USDA estimates 2017/18 Bangladesh rice production at 33.0 million metric tons (milled basis), down 1 percent from last month, and down 5 percent from last year. Yield is estimated at 4.38 metric tons per hectare, down slightly from last year. Harvested area is estimated at 11.3 million hectares, down nearly 2 percent from last month and down 4 percent from last year. The area decrease is attributed to monsoonal rains since June that caused flooding across the major rice areas of Dhaka and Rajshahi. The excessive rains impacted the Aus and Aman crops, which account for roughly 50 percent of the total rice crop. In 2015 excessive rains occurred as well, but earlier in August and in different areas of the country.
Heavy rains have persisted since May and cumulative rainfall is 78 percent higher than the longterm average for the country. The Bangladesh Department of Disaster reported that 600,000 hectares have been flooded in over 32 districts. They have also reported that several areas have been impacted by landslides in the major rice areas. Although the government has provided financial incentives to replant, farmers say it’s too late to plant rice this season. The monsoon is beginning to retreat and is forecast to end in mid-October. Daily rainfall is beginning to return to the long-term normal. Rice is grown throughout the year. The growing seasons are comprised of the Boro which is the largest crop that accounts for about 50 percent of production, followed by the Aus and Aman crop.

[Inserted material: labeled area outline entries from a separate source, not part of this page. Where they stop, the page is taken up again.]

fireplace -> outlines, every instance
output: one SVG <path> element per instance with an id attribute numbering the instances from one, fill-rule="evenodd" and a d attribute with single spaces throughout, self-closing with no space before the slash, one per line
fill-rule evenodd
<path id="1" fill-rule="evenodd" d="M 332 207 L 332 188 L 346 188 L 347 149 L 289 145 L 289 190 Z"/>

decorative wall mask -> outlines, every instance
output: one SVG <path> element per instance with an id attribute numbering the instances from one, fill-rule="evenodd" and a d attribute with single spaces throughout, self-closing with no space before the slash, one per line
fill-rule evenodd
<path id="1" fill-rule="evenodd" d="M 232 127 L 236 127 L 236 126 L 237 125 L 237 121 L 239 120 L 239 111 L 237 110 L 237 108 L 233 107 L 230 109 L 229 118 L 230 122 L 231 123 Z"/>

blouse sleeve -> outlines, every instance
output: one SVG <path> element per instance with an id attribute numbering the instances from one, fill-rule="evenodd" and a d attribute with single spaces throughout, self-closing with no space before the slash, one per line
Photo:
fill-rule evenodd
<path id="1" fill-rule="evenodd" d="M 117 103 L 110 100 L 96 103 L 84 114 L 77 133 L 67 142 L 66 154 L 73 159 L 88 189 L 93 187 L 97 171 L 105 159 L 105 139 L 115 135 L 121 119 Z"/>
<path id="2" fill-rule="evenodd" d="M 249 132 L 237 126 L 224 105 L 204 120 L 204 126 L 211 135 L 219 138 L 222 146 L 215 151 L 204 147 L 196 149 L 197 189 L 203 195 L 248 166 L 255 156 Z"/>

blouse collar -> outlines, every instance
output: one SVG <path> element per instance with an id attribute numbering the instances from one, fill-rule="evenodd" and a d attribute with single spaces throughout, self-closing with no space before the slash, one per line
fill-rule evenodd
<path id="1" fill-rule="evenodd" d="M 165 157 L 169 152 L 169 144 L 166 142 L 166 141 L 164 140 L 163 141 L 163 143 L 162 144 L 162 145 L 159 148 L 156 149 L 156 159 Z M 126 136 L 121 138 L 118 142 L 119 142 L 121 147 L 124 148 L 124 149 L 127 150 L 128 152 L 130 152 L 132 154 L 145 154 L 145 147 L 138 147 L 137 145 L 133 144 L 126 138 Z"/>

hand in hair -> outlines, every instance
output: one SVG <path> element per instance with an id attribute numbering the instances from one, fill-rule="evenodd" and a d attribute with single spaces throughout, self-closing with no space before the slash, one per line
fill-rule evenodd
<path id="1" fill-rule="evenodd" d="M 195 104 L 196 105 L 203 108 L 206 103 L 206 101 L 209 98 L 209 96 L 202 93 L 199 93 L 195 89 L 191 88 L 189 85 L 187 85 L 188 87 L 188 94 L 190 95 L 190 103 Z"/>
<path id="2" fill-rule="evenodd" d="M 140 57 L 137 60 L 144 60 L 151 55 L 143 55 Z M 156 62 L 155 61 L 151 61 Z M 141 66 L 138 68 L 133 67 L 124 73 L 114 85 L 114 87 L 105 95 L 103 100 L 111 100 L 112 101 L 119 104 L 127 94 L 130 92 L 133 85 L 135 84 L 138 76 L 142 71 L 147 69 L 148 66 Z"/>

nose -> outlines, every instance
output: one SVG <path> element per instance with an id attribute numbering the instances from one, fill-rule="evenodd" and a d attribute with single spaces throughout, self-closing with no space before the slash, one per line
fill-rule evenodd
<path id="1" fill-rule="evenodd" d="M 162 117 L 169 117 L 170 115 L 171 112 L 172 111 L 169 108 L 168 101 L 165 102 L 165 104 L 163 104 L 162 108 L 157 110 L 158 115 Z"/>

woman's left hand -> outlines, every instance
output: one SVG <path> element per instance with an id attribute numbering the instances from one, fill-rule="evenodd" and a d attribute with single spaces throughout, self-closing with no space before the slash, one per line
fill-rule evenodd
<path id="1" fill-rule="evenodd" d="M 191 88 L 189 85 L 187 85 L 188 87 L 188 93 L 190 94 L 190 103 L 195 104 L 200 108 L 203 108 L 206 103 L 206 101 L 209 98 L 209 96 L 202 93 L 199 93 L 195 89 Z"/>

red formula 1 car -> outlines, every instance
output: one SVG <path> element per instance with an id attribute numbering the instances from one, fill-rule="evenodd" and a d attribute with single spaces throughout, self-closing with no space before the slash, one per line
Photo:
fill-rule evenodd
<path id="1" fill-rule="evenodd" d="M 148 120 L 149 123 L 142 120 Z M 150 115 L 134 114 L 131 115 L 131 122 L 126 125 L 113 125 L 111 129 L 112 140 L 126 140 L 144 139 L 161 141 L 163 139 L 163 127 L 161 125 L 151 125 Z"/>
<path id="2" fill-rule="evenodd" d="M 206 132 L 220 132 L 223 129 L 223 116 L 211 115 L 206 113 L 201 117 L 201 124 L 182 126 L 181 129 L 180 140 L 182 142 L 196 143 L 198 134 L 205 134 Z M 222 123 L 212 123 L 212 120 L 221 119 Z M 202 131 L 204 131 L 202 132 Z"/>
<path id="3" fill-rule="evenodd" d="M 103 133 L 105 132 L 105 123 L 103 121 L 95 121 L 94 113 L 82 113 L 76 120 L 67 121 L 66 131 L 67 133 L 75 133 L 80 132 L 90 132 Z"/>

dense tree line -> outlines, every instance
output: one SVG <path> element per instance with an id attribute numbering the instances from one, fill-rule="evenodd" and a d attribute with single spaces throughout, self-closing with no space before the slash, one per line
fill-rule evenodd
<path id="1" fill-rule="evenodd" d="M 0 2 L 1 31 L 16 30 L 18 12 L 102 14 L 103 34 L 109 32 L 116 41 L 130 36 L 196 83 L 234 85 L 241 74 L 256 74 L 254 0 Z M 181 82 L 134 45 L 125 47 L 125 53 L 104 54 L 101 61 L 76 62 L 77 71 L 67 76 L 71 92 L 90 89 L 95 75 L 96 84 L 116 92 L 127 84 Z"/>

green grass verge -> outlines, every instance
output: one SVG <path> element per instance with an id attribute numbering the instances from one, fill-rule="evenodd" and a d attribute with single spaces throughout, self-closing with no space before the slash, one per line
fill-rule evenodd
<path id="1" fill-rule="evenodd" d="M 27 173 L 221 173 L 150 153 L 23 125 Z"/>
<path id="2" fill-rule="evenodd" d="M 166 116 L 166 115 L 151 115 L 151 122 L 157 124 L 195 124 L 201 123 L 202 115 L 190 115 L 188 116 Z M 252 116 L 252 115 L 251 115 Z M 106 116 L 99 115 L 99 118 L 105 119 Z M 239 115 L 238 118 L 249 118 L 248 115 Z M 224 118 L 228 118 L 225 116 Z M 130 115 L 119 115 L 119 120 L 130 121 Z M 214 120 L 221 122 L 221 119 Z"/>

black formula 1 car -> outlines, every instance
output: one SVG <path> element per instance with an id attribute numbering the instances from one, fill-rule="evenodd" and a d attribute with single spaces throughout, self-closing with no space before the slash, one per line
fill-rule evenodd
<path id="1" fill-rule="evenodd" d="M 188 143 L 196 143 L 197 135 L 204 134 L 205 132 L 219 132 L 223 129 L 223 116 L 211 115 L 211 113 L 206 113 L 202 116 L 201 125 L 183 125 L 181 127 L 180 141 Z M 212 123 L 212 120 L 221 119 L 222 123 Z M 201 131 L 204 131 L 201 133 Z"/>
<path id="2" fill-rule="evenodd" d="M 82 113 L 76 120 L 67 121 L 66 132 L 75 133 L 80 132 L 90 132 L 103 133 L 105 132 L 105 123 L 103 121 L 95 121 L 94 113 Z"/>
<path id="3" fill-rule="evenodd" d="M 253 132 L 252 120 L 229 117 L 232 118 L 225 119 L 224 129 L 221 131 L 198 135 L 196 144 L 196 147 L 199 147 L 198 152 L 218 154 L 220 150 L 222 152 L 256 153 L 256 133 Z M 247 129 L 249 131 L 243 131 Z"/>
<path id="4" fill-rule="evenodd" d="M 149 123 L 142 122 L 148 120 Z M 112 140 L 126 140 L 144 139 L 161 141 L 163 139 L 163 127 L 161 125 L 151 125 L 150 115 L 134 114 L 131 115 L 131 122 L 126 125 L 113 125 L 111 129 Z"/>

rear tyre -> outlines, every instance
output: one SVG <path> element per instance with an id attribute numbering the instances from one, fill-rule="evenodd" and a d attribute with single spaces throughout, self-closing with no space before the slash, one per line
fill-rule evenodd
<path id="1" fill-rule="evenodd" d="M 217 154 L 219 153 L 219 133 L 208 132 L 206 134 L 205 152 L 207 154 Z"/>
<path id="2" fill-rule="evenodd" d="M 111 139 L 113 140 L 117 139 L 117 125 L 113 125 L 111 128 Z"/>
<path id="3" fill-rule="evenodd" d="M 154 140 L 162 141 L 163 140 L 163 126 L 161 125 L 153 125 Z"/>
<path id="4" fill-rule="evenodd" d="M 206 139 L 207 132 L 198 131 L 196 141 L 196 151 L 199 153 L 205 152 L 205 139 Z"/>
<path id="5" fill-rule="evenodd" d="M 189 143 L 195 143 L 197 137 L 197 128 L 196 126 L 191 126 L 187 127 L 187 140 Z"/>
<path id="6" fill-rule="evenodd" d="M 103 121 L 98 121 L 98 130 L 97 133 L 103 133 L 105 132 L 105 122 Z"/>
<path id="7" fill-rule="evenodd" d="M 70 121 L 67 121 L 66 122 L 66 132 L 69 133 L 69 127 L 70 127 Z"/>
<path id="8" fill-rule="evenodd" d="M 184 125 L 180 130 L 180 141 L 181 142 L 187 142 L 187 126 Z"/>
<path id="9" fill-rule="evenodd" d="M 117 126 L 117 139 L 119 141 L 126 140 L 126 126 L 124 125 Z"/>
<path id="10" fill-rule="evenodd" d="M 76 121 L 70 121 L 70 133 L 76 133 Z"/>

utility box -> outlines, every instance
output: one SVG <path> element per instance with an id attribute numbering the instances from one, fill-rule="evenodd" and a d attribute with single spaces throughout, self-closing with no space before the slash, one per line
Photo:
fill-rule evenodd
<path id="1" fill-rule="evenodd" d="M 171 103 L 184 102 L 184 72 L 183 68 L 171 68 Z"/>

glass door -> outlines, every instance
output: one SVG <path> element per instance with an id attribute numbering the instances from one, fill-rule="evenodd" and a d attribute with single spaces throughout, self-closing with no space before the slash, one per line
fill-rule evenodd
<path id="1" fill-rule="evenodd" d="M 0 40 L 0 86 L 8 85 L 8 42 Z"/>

USDA estimates China’s 2017/18 corn production at 215.0 million metric tons (mmt), unchanged from last month, down 4.55 mmt or 2 percent from last year. Projected area of 35 million hectares is unchanged from last month but down 5 percent from last year. Area has shown a downward trend in recent years, particularly in the Northeast, as reductions in government support for corn has increased profitability for alternative crops such as soybeans. Yield is forecast at a record 6.14 tons per hectare, unchanged from last month, and up 3 percent from last year. Despite unseasonably warm and localized dry weather during April through June, satellite data indicated favorable soil moisture conditions across the major corn-producing provinces in northeast China and the North China Plain. Abnormally dry conditions may have slowed planting and early crop development in some regions including Henan (9 percent of total corn production), Liaoning (7 percent), Hebei (8 percent), Inner Mongolia (9 percent), as well as parts of Jilin (13 percent), and Shandong (10 percent). Timely rainfall, however, during reproduction improved conditions and re-enforced record yield estimates. In September, analysts from the USDA Foreign Agricultural Service conducted crop assessment travel in Liaoning, Shandong, and Anhui provinces when the crop was at physiological maturity and ready to be harvested. The crop conditions were favorable across the region with aboveaverage yield expectations. Farmers indicated that harvest is expected to be completed by midOctober in time for wheat planting. Last year’s poor corn prices resulted in a significant area shift from corn to soybean across the major corn regions.